LPG is a mixture of several gases with propane as the chief ingredient. LPG is formed naturally, interspersed with deposits of petroleum and natural gas. Natural gas contains LPG, water vapor, and other impurities that must be removed before it can be transported in pipelines as a salable product. About 55% of the LPG processed in the U.S. is from natural gas purification with the other 45% coming from crude oil refining.
LPG vehicles emit about one-third fewer reactive organic gases than gasoline-fueled vehicles. Nitrogen oxide and carbon monoxide emissions are also 20% and 60% less, respectively.
Unlike gasoline-fueled vehicles, there are no evaporative emissions while LPG vehicles are running or parked, because LPG fuel systems are tightly sealed. Small amounts of LPG may escape into the atmosphere during refueling, but these vapors are 50% less reactive than gasoline vapors, so they have less of a tendency to generate smog-forming ozone. LPG also has an extremely low sulfur content.

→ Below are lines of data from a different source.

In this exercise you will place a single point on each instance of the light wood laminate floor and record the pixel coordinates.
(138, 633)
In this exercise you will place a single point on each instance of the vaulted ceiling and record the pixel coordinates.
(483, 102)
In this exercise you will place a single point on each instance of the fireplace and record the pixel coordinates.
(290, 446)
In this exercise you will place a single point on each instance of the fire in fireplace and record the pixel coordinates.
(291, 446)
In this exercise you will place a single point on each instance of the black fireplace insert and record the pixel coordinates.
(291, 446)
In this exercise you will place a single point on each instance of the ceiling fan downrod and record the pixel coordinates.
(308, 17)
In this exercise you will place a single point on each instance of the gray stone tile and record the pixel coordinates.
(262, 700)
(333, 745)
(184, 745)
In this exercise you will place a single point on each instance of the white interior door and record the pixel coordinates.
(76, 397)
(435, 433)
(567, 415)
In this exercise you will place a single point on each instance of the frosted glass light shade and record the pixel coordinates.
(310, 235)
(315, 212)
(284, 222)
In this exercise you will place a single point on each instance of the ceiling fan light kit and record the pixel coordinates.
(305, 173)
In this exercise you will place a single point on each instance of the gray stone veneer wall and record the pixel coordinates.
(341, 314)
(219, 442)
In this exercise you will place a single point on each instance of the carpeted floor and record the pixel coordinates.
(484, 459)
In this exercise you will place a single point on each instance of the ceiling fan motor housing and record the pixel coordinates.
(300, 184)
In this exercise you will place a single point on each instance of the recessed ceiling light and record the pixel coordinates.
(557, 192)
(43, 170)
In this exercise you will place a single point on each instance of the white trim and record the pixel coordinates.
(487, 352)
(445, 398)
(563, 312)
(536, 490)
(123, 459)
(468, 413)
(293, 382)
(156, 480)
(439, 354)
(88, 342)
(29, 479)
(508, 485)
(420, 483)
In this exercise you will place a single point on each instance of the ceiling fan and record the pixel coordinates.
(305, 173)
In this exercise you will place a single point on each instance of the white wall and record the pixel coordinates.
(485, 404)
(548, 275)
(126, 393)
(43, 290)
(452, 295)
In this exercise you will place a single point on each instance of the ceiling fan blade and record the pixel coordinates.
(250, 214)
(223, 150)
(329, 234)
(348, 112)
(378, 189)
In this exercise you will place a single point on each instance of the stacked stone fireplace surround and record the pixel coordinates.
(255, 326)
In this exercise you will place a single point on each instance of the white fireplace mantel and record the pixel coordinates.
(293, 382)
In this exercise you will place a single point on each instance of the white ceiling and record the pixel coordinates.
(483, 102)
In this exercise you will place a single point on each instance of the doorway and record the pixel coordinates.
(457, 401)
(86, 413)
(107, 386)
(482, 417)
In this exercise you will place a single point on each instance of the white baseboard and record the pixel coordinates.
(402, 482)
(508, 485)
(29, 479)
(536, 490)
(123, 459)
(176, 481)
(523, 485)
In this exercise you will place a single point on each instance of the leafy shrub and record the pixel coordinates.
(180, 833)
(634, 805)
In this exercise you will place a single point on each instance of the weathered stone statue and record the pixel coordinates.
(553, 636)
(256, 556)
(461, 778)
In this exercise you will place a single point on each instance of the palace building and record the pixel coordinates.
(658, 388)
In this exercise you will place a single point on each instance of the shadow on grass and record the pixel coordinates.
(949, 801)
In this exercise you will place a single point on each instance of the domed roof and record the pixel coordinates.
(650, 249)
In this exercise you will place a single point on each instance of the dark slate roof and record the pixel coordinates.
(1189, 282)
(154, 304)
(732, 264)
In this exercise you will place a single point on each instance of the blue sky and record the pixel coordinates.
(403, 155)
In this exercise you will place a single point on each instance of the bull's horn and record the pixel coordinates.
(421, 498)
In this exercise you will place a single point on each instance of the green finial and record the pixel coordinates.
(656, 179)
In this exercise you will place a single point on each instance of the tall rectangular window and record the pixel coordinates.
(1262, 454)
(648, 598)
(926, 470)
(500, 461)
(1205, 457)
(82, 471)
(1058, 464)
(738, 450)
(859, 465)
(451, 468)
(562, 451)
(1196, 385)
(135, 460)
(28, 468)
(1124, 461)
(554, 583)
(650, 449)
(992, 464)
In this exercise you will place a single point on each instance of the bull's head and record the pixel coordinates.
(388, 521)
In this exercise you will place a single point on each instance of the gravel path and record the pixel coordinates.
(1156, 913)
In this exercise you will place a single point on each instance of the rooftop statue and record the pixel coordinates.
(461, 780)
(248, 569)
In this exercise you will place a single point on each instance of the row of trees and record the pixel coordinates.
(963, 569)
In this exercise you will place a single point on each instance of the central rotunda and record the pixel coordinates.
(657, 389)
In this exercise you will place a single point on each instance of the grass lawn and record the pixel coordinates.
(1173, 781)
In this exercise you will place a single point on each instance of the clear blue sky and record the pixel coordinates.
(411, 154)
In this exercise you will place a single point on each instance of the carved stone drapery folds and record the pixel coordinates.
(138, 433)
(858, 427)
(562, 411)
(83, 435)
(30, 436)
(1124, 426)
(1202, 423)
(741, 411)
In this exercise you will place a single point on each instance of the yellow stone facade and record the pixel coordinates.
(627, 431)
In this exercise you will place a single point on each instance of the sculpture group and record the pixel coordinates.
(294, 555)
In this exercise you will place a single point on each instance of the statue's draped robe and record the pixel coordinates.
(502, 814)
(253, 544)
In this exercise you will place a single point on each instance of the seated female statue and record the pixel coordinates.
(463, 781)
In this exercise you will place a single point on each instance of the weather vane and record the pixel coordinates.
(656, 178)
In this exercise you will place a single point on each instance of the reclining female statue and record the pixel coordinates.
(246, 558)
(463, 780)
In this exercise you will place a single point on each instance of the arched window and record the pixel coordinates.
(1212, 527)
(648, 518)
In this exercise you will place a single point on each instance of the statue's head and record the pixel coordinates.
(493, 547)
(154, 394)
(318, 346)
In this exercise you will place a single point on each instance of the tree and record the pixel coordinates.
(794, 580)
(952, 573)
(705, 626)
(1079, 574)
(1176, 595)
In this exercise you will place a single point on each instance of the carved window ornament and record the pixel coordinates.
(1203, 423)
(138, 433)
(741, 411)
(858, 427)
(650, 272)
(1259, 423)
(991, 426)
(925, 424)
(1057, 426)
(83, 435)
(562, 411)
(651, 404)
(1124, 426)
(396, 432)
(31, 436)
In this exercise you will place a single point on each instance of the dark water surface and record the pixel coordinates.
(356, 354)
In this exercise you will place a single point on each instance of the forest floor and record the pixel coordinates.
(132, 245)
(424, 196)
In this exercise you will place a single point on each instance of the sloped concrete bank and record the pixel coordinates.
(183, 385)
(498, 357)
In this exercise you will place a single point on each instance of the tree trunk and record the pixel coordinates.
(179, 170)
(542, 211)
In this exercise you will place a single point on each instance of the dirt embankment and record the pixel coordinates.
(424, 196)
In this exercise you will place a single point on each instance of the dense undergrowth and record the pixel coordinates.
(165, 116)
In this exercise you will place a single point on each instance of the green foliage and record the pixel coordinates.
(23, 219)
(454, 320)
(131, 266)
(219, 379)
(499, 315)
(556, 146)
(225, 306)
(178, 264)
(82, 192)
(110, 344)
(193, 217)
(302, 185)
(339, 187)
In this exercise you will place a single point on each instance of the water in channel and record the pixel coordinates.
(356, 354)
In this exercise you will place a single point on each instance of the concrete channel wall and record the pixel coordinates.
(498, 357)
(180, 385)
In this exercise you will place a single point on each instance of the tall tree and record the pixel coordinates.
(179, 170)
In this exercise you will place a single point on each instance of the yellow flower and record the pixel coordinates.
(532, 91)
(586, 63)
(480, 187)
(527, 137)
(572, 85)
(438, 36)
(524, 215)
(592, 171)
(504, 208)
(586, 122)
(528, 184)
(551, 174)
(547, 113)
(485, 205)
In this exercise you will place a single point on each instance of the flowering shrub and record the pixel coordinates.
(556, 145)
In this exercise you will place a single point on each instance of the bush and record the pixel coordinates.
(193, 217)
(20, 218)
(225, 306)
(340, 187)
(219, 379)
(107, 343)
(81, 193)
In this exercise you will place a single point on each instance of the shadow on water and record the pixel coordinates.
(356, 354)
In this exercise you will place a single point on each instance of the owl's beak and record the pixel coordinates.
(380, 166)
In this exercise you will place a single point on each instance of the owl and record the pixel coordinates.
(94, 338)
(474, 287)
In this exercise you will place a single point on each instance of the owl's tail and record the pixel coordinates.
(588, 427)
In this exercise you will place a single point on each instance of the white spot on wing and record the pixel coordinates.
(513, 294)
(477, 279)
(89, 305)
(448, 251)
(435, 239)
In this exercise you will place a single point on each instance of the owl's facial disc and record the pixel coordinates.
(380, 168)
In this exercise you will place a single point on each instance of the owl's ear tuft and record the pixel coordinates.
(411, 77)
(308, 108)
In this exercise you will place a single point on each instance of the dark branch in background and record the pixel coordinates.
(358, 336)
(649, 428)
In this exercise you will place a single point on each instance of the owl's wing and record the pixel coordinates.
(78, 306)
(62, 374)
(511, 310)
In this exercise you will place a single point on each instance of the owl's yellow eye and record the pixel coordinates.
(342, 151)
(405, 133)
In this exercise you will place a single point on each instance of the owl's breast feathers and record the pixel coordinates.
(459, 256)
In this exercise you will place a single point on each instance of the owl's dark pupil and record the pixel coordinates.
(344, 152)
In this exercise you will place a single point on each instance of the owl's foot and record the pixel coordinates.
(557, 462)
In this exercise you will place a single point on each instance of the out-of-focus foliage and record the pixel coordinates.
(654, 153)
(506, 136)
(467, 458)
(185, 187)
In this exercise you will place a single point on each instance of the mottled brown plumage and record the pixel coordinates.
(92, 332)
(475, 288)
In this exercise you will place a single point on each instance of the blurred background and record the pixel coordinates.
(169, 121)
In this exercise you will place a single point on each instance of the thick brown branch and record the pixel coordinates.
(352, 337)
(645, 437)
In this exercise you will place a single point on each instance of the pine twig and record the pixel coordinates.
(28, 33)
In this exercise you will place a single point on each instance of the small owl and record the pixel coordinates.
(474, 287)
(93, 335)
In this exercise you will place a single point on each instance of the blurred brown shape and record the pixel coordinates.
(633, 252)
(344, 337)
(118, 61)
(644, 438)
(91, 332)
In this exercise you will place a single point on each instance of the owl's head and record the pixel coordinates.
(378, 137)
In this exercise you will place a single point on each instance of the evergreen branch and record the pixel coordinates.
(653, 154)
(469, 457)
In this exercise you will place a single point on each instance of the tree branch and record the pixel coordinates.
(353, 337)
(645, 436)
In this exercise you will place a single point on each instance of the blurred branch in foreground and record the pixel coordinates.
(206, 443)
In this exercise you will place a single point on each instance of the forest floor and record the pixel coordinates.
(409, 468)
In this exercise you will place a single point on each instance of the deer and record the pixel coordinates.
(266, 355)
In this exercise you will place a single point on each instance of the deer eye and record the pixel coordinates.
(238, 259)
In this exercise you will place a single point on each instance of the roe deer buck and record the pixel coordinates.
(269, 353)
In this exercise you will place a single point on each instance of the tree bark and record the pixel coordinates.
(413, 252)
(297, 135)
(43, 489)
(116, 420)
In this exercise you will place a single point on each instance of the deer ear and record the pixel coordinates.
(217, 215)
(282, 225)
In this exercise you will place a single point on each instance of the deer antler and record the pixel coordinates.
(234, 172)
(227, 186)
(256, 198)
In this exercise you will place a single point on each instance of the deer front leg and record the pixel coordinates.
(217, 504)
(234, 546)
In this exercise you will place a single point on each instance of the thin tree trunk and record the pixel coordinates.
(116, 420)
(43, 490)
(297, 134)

LPG delivers roughly the same power, acceleration, and cruising speed characteristics as gasoline, albeit with a somewhat reduced driving range, due to an energy content 70–75% that of gasoline.
But its high octane rating (around 105) means that an LPG engine’s power output and fuel efficiency can be increased beyond what would be possible with a gasoline engine without causing destructive knocking. Such fine-tuning can help compensate for the fuel’s lower energy density.